In the Order, the SEC stated that in an audit report filed in connection with the initial business combination between the SPAC and the streaming company, the filing falsely stated that the streaming company earned over $120 million in revenue and had over four million paying subscribers. The SEC found that the streaming service had "only negligible amounts of revenue and subscribers."
According to the SEC, the streaming service "fabricated" companies known as "aggregators" to create the appearance of having revenue. The SEC stated that the auditing company lacked sufficient auditing procedures, and "did not exercise an appropriate level of due professional care or professional skepticism." The SEC found that the auditing company never attempted to contact the purported aggregators. The SEC stated that the auditing firm also failed to address red flags caused by the "facially problematic agreements" and "dubious confirmation letters" that the streaming service provided the auditing firm to support its claims.
As a result, the SEC stated that the firm violated Exchange Act Section 13 ("Reports of Issuers of Securities Registered Pursuant to Section 12 Annual Reports"), Section 14(a) ("Solicitation of Proxies"), Rule 13(a)-19 ("Reports by shell companies on Form 20-F"), Rule 14a-9 ("False or misleading statements") thereunder and Regulation S-X Rule 2-02(b)(1) ("Accountants' reports and attestation reports").

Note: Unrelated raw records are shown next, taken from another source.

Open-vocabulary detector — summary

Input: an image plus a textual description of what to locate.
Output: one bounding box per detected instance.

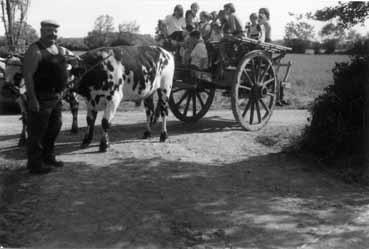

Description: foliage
[313,1,369,28]
[346,38,369,55]
[311,41,322,54]
[1,0,30,52]
[118,21,140,33]
[303,56,369,163]
[284,13,314,40]
[322,39,339,54]
[84,30,113,49]
[319,23,345,39]
[94,15,114,33]
[284,39,310,54]
[84,15,114,49]
[58,38,88,51]
[302,2,369,177]
[84,15,155,49]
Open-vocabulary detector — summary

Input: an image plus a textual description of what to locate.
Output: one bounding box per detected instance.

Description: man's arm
[23,45,41,112]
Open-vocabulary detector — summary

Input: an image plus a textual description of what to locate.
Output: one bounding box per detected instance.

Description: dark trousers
[27,94,62,168]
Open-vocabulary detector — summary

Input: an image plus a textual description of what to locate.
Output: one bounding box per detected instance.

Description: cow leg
[68,92,78,133]
[99,118,111,152]
[81,108,97,148]
[142,95,155,139]
[18,113,27,147]
[157,89,169,142]
[99,98,121,152]
[16,94,27,147]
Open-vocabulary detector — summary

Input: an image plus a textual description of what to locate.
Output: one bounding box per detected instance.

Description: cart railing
[235,37,292,52]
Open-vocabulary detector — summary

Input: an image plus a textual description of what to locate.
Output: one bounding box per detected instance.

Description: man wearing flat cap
[23,20,71,174]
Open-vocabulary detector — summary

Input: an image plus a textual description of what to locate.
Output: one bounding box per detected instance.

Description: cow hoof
[70,127,78,134]
[160,132,168,143]
[99,141,109,152]
[18,138,26,147]
[142,131,151,139]
[81,139,91,149]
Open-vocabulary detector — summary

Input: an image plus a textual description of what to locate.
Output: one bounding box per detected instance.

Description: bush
[323,39,338,54]
[285,39,310,54]
[59,38,88,51]
[302,56,369,164]
[312,42,322,54]
[347,39,369,54]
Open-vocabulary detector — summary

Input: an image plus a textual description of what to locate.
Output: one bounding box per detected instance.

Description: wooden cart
[169,38,291,131]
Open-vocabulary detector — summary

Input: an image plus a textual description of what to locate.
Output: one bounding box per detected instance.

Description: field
[0,52,349,114]
[208,54,349,109]
[278,54,349,108]
[66,54,349,113]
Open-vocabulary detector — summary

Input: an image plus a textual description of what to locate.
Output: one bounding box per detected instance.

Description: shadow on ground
[0,153,369,248]
[0,116,242,160]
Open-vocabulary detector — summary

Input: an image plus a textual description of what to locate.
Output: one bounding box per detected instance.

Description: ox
[72,46,174,152]
[4,55,78,146]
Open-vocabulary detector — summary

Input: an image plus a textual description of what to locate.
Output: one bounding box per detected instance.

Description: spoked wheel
[231,51,277,131]
[169,83,215,123]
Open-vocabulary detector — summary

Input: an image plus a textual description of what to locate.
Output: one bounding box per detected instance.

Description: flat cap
[41,19,60,28]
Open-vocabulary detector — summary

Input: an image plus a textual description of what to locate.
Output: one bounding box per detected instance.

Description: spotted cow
[4,55,79,146]
[75,46,174,151]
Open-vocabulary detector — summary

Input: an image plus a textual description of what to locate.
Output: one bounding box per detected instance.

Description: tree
[312,1,369,28]
[94,15,114,33]
[284,13,314,40]
[319,22,345,54]
[84,15,114,49]
[301,2,369,175]
[118,21,140,33]
[284,13,314,53]
[1,0,30,52]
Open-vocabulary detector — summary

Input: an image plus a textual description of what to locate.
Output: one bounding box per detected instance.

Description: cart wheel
[169,83,215,123]
[231,51,277,131]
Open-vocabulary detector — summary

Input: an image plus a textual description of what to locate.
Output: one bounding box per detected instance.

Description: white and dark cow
[74,46,174,151]
[4,55,79,146]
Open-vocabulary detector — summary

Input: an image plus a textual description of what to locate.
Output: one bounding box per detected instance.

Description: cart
[169,38,292,131]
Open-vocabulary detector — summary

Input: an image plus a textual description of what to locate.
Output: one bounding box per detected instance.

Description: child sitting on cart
[246,13,261,40]
[259,8,272,42]
[190,30,208,71]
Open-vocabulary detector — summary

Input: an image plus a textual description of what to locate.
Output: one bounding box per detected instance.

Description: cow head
[3,55,26,96]
[5,55,24,87]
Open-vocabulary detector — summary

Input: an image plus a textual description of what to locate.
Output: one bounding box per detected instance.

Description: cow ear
[113,49,123,61]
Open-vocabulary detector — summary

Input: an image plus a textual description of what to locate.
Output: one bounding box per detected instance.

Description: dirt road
[0,110,369,249]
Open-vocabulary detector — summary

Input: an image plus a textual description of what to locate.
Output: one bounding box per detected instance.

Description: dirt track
[0,110,369,249]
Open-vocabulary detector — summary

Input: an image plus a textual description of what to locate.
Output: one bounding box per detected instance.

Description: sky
[0,0,369,40]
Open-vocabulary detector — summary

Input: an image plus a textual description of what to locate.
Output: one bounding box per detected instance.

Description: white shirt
[164,15,186,35]
[191,42,208,69]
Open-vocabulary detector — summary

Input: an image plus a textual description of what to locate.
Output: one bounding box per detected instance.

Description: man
[23,20,68,174]
[190,2,200,24]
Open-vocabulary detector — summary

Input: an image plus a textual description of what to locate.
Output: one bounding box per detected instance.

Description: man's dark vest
[33,42,68,93]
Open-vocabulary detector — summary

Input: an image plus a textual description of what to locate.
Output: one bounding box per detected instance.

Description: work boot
[27,164,51,175]
[44,157,64,168]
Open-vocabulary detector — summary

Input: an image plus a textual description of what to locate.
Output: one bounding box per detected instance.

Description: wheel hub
[251,85,268,99]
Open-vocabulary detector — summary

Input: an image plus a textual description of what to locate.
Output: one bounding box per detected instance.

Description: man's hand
[28,98,40,112]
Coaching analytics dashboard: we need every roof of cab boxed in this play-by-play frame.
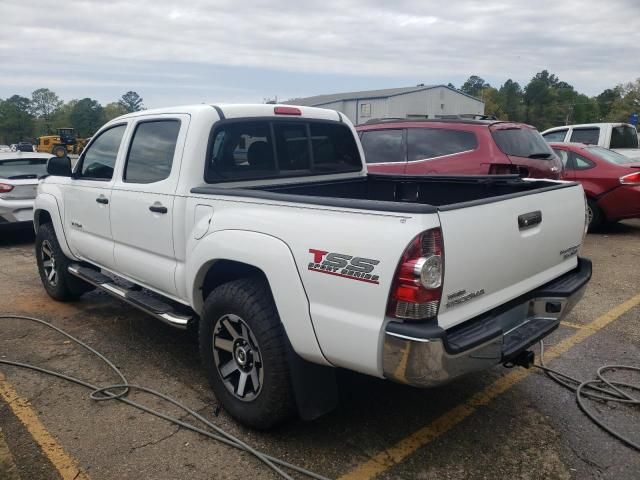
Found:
[119,103,348,122]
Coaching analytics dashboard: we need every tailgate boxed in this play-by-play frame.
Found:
[438,184,585,328]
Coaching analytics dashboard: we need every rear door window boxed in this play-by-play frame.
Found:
[80,125,127,180]
[571,127,600,145]
[360,129,405,163]
[205,120,362,183]
[542,130,567,142]
[491,128,553,160]
[610,125,638,148]
[123,120,180,183]
[553,148,569,168]
[407,128,478,161]
[573,153,594,170]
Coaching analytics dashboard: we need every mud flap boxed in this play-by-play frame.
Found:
[287,339,338,421]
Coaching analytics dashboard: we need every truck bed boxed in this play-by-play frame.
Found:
[192,174,572,213]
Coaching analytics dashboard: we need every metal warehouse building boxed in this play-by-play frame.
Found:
[284,85,484,125]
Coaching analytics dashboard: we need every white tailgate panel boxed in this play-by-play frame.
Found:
[438,186,584,328]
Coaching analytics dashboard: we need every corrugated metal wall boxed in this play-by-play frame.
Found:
[312,87,484,125]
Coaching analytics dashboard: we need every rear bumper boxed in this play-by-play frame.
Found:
[382,258,591,387]
[598,185,640,221]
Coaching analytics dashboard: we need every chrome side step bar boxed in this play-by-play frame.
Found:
[67,264,193,330]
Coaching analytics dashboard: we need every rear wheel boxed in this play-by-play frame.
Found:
[199,278,294,429]
[35,223,93,301]
[587,198,605,231]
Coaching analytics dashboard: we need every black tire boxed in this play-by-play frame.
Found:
[587,198,606,232]
[35,223,93,301]
[199,278,295,430]
[51,145,67,157]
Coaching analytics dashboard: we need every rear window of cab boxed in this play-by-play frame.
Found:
[205,119,362,183]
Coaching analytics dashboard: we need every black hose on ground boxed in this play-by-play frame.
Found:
[0,315,329,480]
[534,340,640,450]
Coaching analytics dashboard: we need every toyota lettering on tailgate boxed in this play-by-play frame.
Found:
[308,248,380,285]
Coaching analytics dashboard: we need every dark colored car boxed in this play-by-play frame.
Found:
[356,119,562,179]
[550,142,640,229]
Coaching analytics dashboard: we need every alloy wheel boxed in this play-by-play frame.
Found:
[213,314,264,402]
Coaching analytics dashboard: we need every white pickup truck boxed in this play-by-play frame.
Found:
[542,123,640,160]
[34,105,591,428]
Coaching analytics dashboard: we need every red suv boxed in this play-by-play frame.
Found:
[356,119,562,179]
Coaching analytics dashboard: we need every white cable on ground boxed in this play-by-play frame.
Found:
[0,315,329,480]
[534,340,640,450]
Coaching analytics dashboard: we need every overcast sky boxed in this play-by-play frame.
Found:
[0,0,640,107]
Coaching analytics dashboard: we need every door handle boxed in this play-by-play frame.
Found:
[518,210,542,230]
[149,203,168,213]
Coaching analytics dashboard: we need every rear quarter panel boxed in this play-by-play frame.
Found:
[186,196,438,376]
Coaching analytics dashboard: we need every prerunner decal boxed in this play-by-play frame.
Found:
[308,248,380,285]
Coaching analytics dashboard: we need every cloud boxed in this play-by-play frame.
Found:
[0,0,640,105]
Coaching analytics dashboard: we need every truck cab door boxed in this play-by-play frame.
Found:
[111,115,189,296]
[63,123,127,268]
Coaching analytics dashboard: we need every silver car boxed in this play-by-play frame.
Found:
[0,152,51,229]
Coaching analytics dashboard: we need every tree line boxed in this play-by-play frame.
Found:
[0,70,640,144]
[456,70,640,131]
[0,88,144,144]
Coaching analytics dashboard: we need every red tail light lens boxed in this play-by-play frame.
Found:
[489,163,520,175]
[387,228,444,320]
[273,107,302,115]
[620,172,640,185]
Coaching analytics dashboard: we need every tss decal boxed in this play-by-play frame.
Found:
[308,248,380,285]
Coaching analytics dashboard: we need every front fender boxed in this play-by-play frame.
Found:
[185,230,330,365]
[33,193,76,259]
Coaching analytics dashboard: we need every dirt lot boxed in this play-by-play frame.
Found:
[0,221,640,480]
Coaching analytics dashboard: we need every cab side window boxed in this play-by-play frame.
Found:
[123,120,180,183]
[79,125,127,181]
[573,153,594,170]
[571,127,600,145]
[553,148,569,168]
[542,130,567,142]
[360,129,406,163]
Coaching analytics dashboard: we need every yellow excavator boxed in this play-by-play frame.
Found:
[36,128,89,157]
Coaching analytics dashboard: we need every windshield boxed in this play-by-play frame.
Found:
[610,125,638,148]
[0,158,48,179]
[491,128,553,160]
[585,147,638,165]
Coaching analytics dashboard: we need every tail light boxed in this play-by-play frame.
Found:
[489,163,520,175]
[620,172,640,186]
[387,228,444,320]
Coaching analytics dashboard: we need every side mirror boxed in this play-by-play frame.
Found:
[47,155,71,177]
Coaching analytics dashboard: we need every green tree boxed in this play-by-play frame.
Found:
[104,102,128,122]
[498,79,525,122]
[480,86,507,120]
[0,95,33,143]
[70,98,105,137]
[596,89,622,119]
[605,78,640,122]
[118,90,144,113]
[460,75,491,98]
[31,88,63,133]
[51,99,78,132]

To settle the charges, the firm agreed to (i) cease and desist from further regulatory violations, (ii) a censure, (iii) various civil money penalties and (iv) disgorgement of $187,740 plus prejudgment interest of $28,104. The SEC stated that payment is deemed satisfied by the firm’s payment of $11,500,000 to the company’s defrauded investors based on settlements resulting from private litigation. The CEO and senior auditor were also banned from appearing or practicing as accountants before the SEC.